START was also shown to be cost effective with respect to carer and patient outcomes. The most recent analysis over a six-year period, showed that carers who participated in the START programme were five times less likely to have clinically significant depression than carers in the treatment as usual group.

The intervention has improved UK policy and guidance on dementia care. The intervention is used in the UK by at least 24 services across 12 NHS Trusts and by charities such as the UK Alzheimer’s Society.

Imperial College London

A long-term study of the quality and safety of hospital care has showed the success of a statistical monitoring tool in helping NHS hospitals and trusts improve over the past 10 years.

The tool for quality and safety of hospital care using routine data, was developed at Imperial with Dr Foster Ltd and is now used by managers and clinicians in more than half of English NHS hospitals. This tool has been found to have helped to improve standards of care and saved lives and continues to do so.

The tool was a major factor behind the Francis Inquiry into the high mortality at Mid Staffordshire NHS Trust. It led to the 2013 UK Department of Health’s Keogh Mortality Review that used Dr Foster data and put 11 high-mortality hospitals into special measures.

Designed to monitor hospital outcomes across hundreds of diagnosis and procedure groups, with data updated monthly, the tool monitors the outcomes of death, emergency readmission and long length of stay.

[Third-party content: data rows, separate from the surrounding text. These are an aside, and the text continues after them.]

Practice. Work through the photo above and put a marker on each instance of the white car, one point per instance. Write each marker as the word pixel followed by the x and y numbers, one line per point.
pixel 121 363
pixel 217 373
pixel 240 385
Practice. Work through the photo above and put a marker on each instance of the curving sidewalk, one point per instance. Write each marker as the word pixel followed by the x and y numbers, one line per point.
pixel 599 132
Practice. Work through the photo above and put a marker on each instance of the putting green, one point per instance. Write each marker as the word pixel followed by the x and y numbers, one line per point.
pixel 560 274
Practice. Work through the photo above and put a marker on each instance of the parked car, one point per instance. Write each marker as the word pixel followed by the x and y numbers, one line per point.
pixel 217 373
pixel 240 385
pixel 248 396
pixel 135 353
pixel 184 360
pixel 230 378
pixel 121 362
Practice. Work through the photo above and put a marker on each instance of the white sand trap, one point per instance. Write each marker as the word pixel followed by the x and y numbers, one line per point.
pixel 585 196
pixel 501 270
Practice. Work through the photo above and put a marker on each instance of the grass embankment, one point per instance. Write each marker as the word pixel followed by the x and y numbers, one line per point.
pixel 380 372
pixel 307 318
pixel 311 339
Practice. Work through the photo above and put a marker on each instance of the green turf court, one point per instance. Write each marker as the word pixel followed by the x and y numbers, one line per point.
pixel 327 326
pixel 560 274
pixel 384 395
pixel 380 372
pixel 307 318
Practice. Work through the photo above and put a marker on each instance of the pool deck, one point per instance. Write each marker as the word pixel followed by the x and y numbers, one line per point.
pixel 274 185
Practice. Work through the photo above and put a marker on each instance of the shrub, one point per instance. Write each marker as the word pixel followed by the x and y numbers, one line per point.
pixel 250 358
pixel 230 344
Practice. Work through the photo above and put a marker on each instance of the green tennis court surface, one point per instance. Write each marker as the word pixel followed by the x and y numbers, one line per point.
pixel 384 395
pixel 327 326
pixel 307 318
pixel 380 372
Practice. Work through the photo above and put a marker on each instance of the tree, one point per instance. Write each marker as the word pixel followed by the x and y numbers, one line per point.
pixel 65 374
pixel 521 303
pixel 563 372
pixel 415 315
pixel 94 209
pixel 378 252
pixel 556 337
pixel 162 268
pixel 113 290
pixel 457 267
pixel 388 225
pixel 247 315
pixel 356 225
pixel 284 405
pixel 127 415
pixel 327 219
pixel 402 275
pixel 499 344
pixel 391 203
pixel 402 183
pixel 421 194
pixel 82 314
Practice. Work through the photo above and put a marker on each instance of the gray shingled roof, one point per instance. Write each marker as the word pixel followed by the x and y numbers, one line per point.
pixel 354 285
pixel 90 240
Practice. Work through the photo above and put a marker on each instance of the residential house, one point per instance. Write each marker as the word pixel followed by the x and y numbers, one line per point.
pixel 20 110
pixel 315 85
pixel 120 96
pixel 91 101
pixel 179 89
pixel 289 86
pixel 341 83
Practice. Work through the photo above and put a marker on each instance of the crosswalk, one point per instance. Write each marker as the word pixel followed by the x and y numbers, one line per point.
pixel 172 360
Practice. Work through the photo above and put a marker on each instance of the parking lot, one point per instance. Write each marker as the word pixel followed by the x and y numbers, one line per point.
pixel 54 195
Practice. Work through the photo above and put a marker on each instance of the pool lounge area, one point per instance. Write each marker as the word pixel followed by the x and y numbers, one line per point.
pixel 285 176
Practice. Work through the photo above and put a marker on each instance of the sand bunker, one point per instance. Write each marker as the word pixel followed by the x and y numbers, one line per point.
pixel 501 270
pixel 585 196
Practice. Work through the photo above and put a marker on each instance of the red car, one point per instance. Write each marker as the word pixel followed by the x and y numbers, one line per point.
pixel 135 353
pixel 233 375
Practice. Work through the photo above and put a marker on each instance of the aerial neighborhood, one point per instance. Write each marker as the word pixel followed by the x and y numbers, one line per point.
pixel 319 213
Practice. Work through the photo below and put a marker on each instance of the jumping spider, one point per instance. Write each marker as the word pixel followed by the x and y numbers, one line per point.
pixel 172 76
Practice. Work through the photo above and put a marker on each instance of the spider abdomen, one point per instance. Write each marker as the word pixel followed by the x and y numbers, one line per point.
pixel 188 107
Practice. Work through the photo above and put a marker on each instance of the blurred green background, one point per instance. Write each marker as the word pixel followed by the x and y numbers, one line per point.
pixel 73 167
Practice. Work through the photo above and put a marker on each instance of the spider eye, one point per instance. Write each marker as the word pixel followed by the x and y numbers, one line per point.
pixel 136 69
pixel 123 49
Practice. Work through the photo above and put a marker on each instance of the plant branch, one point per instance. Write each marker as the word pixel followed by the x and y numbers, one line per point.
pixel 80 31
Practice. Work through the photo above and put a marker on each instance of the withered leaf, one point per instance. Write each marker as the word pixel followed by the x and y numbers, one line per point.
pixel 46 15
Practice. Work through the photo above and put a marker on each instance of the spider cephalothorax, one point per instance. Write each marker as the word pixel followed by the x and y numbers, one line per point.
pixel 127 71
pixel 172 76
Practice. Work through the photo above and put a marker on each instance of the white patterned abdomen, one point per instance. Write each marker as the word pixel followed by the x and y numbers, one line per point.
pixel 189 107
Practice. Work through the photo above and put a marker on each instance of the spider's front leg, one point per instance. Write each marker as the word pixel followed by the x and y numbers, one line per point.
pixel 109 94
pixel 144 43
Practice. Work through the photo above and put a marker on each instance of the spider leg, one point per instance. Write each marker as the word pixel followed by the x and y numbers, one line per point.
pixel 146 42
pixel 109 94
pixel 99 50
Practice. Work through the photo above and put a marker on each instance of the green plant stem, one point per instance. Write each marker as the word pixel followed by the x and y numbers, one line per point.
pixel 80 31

When the Care Quality Commission assessed the 11 hospital trusts in August 2014, they found many improvements. For example, one of those hospitals, Sherwood Forest, put in place regular audits and sufficient handover time between shift changes leading to a significant reduction in its sepsis mortality rates after 2016.

To investigate the impact of the monitoring system beyond those 11 trusts, in 2018 Imperial staff evaluated the monitoring tool in a peer-reviewed report. On average, the relative risk of death fell by 58% during the 9-month period immediately following an alert and then levelled to a slow decline

The tool changed how some hospitals responded to information such as death rates, leading to changes in their processes. Full action plans were created in 77% of trusts investigated, and several hospitals reported positive changes in culture.